Coulisse

One YAML file. An OpenAI-compatible server with memory, tools, and multi-backend routing.

Coulisse is a single Rust binary that reads a coulisse.yaml file and spins up an OpenAI-compatible HTTP server. You point your existing tools, SDKs, and projects at it like any other OpenAI endpoint — and everything configurable lives in that one YAML file.

Why Coulisse?

Every multi-agent project ends up re-implementing the same plumbing:

Per-user conversation memory
Routing between model providers
Rate limits and retries
Tool integration
Multiple agents with different system prompts

Coulisse collapses this plumbing into one configurable server.

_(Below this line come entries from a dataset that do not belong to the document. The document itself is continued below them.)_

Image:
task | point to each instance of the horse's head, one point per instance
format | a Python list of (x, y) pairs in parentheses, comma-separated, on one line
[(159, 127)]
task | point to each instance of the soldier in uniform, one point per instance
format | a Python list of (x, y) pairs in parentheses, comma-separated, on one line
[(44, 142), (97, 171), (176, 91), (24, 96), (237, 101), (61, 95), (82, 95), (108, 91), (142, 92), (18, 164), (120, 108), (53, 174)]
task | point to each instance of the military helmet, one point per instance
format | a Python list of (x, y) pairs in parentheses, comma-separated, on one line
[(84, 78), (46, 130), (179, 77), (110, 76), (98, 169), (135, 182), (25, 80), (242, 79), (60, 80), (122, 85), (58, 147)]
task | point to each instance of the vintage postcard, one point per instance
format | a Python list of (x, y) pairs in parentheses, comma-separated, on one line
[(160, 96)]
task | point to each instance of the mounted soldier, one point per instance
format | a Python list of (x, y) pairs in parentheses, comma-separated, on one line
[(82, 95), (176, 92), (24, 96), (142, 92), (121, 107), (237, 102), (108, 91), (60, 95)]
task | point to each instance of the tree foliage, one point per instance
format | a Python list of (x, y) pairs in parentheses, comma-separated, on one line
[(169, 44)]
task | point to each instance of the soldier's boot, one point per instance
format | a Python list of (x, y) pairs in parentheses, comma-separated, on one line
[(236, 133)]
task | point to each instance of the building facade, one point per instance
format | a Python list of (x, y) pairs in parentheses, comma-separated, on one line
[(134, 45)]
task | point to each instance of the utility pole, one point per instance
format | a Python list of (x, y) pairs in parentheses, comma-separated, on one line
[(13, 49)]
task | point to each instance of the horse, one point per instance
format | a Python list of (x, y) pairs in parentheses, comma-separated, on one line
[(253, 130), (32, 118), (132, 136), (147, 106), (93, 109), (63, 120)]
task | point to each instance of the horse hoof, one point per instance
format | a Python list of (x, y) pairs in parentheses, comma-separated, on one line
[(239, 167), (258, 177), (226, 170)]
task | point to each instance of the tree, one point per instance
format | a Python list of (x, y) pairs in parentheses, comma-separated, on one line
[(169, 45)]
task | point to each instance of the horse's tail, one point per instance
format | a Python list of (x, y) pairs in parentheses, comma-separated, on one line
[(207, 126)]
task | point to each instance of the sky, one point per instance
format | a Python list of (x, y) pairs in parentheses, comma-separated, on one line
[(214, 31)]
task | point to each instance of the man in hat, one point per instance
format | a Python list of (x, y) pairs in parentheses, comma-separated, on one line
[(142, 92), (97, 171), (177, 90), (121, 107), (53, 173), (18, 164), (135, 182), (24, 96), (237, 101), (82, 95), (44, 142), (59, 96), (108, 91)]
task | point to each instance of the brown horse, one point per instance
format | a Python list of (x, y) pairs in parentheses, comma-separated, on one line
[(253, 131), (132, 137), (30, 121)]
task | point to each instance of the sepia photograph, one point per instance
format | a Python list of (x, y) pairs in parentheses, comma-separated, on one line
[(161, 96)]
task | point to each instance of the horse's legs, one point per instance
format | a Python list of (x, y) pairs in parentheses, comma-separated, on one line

You describe the setup in YAML and pilot the whole thing from there, instead of writing glue code for each prototype.

How it works

┌──────────────────┐        ┌──────────────────┐        ┌──────────────────┐
│  Your SDK / app  │───────▶│     Coulisse     │───────▶│   Anthropic      │
│  (OpenAI client) │        │                  │        │   OpenAI         │
└──────────────────┘        │   coulisse.yaml  │        │   Gemini …       │
                            │                  │        └──────────────────┘
                            │   + memory       │
                            │   + MCP tools    │        ┌──────────────────┐
                            │   + per-user     │───────▶│   MCP servers    │
                            └──────────────────┘        └──────────────────┘

Your application talks to Coulisse using any OpenAI-compatible SDK.
Coulisse picks the agent you asked for (by model name), assembles the user's memory, and calls the right backend.
The response flows back — and the exchange is saved to that user's memory for next time.

What's in the box

Feature	Status
Multi-agent routing	✅ Working
Per-user memory	✅ Persistent (SQLite) with semantic recall
Real embedders	✅ OpenAI + Voyage (hash fallback for offline dev)
Auto-extraction	✅ Optional — pulls durable facts from each exchange
MCP tool integration	✅ Working (stdio + HTTP)
Multi-backend support	✅ Anthropic, OpenAI, Gemini, Cohere, Deepseek, Groq
OpenAI-compatible API	✅ `/v1/chat/completions`, `/v1/models`
Streaming responses	✅ Server-Sent Events
Rate limiting	✅ Per-user token quotas (hour / day / month, in-memory)
Studio UI	✅ `/admin/` — conversations, memories, judges, live task board, admin edits
Triggers (cron / webhook / boot)	✅ Start agents on a schedule or via HTTP POST
Async task queue	✅ Fire-and-forget background work with `dispatch_task`
Sidecars	✅ Long-lived helper processes managed by Coulisse
Config variables (`vars:`)	✅ Named snippets shared across agent preambles
IDE schema (`coulisse schema`)	✅ JSON Schema for autocompletion in VS Code, Helix, Zed…
Durable rate-limit state	⏳ Planned

Continue to Installation to get started.

Stability

Coulisse is pre-1.0. It follows Semantic Versioning, but during the 0.x phase, minor version bumps (0.1 → 0.2) may include breaking changes to the YAML schema, HTTP surface, or CLI. Patch bumps (0.1.0 → 0.1.1) will not. See the Releasing chapter and CHANGELOG.md for the version history.